NBA Draft — Pelicans take Zion with top choice
NEW YORK (AP) — Zion Williamson plays with force and ferocity, a Hulk in hightops who looks as though he’d never show a soft side.
Draft night proved otherwise.
Williamson was the No. 1 pick of the New Orleans Pelicans — a surprise to nobody who watched basketball this past season. But afterward he couldn’t hide his emotions, even though he along with everyone else knew what would happen Thursday night.
“Because I love the game of basketball,” he said. “You can hear people say things like, ‘Oh, that it was likely I was going to go No. 1.’ But I guess you don’t know until you actually go through it. Hearing my name called and I was able to make it on stage without a tear, shake the commissioner’s hand, but in the interview my mom was standing beside me, and my emotions just took over.”
There might be tears of joy in New Orleans, too, after the Pelicans were able to get the Duke powerhouse who is considered one of the most exciting prospects in years.
The 6-foot-7, 285-pounder compiled a college career worth of highlights into just one season, becoming the third freshman to be voted player of the year by The Associated Press.
His assault on the rims made him a favorite of college basketball fans, but his game is more than just dunks.
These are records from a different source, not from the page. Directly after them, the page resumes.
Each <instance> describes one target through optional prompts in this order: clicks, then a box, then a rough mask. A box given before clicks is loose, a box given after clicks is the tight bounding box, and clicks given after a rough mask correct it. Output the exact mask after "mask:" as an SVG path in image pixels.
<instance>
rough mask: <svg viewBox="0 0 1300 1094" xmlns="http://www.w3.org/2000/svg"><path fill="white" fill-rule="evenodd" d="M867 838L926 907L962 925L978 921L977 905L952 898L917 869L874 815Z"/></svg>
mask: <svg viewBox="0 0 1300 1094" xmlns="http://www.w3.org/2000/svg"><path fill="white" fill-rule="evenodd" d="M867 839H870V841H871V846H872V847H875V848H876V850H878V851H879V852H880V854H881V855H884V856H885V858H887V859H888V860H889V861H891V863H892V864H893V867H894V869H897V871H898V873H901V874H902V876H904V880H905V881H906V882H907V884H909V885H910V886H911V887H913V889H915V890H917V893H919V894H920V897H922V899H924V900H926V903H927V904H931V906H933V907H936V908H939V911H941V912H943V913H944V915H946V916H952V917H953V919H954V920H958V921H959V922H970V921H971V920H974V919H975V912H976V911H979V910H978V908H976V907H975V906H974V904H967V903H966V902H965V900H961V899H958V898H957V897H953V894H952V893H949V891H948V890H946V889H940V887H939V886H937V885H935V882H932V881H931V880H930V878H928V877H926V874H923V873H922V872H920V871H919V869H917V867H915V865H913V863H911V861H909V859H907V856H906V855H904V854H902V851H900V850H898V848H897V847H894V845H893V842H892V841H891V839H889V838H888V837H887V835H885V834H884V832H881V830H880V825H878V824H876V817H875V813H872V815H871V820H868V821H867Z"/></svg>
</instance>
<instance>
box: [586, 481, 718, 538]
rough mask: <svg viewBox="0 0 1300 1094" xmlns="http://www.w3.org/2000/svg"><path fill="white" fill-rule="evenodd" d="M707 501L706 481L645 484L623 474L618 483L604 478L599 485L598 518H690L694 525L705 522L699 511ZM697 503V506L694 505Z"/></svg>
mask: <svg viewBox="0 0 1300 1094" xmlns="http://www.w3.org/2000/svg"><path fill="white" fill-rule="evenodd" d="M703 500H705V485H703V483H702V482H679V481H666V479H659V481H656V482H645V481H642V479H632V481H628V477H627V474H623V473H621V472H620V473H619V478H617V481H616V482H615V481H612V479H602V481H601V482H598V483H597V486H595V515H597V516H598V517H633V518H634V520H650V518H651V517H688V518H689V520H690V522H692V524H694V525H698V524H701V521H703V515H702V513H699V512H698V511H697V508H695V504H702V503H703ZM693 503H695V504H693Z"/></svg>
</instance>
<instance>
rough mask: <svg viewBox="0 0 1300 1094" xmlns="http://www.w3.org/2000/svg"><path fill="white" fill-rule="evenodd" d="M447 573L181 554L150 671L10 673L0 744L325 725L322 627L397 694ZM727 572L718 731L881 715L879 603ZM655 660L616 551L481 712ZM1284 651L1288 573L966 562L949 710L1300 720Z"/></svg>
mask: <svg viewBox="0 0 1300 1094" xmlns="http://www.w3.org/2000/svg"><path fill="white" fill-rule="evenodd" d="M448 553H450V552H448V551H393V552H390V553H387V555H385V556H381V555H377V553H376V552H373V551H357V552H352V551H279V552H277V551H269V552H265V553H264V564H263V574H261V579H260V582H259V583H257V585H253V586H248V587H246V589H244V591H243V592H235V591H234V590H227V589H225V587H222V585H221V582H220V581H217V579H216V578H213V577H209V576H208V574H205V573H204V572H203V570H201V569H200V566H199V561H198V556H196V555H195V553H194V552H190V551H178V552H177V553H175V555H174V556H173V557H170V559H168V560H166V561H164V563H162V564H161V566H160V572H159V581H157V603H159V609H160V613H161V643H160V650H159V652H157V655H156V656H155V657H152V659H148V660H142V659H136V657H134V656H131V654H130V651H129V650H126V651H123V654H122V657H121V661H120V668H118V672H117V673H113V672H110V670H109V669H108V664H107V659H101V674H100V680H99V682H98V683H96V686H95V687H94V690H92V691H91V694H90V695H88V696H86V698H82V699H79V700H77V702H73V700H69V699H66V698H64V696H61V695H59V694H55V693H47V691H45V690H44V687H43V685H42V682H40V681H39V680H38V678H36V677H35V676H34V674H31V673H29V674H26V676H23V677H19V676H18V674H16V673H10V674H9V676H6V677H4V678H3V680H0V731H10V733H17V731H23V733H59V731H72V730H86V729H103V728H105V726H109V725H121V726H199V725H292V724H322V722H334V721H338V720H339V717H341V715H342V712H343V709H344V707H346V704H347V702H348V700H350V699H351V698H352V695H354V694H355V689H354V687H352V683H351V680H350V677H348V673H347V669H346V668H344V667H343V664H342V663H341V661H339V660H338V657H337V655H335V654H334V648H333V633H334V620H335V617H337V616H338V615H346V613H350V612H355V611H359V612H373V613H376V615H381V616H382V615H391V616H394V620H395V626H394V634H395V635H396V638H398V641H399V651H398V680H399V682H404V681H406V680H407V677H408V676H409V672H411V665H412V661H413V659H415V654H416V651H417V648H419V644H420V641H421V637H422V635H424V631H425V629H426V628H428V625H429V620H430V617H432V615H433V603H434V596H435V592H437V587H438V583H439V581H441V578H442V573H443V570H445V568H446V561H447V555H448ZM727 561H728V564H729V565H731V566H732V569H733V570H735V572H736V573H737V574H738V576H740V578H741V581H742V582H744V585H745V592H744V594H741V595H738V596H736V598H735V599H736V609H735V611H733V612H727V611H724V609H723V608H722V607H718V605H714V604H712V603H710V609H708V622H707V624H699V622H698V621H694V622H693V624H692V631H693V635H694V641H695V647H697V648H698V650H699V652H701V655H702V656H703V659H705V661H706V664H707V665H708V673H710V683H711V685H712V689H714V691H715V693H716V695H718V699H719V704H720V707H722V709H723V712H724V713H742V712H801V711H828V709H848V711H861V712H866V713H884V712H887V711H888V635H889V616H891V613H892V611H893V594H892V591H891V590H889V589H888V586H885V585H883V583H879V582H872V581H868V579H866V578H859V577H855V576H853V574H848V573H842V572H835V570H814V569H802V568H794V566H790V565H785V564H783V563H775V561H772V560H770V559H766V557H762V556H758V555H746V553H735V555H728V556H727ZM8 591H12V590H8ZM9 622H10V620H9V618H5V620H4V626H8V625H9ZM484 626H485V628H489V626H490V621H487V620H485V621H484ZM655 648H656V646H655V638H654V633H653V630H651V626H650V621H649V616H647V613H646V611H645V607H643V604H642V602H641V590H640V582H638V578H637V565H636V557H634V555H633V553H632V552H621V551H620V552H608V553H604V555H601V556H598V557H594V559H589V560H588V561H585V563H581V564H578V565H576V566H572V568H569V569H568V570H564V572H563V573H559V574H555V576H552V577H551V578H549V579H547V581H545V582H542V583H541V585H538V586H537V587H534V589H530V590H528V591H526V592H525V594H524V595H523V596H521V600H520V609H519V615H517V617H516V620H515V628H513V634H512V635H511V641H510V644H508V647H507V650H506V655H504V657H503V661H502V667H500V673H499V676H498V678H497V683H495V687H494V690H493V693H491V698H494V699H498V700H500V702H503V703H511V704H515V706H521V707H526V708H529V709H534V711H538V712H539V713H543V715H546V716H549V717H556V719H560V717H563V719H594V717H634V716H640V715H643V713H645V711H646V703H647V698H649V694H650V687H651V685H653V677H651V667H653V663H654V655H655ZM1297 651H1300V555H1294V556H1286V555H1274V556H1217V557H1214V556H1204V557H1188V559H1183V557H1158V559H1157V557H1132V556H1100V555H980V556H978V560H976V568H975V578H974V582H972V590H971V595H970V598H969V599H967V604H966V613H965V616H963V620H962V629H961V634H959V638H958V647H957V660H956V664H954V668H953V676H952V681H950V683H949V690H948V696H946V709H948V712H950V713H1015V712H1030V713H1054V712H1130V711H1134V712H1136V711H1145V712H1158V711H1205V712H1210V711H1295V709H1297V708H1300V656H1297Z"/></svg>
Williamson averaged 22.6 points and 8.9 rebounds while shooting 68% from the field.
Wearing a white suit, he hugged members of his family and NBA Commissioner Adam Silver after his name was called first at Barclays Center.
Williamson will step into an open position in New Orleans, which recently agreed to trade All-Star Anthony Davis, the last freshman to win the AP award, to the Los Angeles Lakers.
“I’m going to do anything to win. I’m just going to do anything to win,” Williamson said.
The Memphis Grizzlies also quickly addressed a positional need by taking Murray State’s Ja Morant with the No. 2 pick. The Grizzlies agreed to trade Mike Conley, their longtime point guard, to Utah a day earlier.
They got a good replacement in Morant, who led Division I with 10 assists per game as a sophomore while averaging 24.5 points.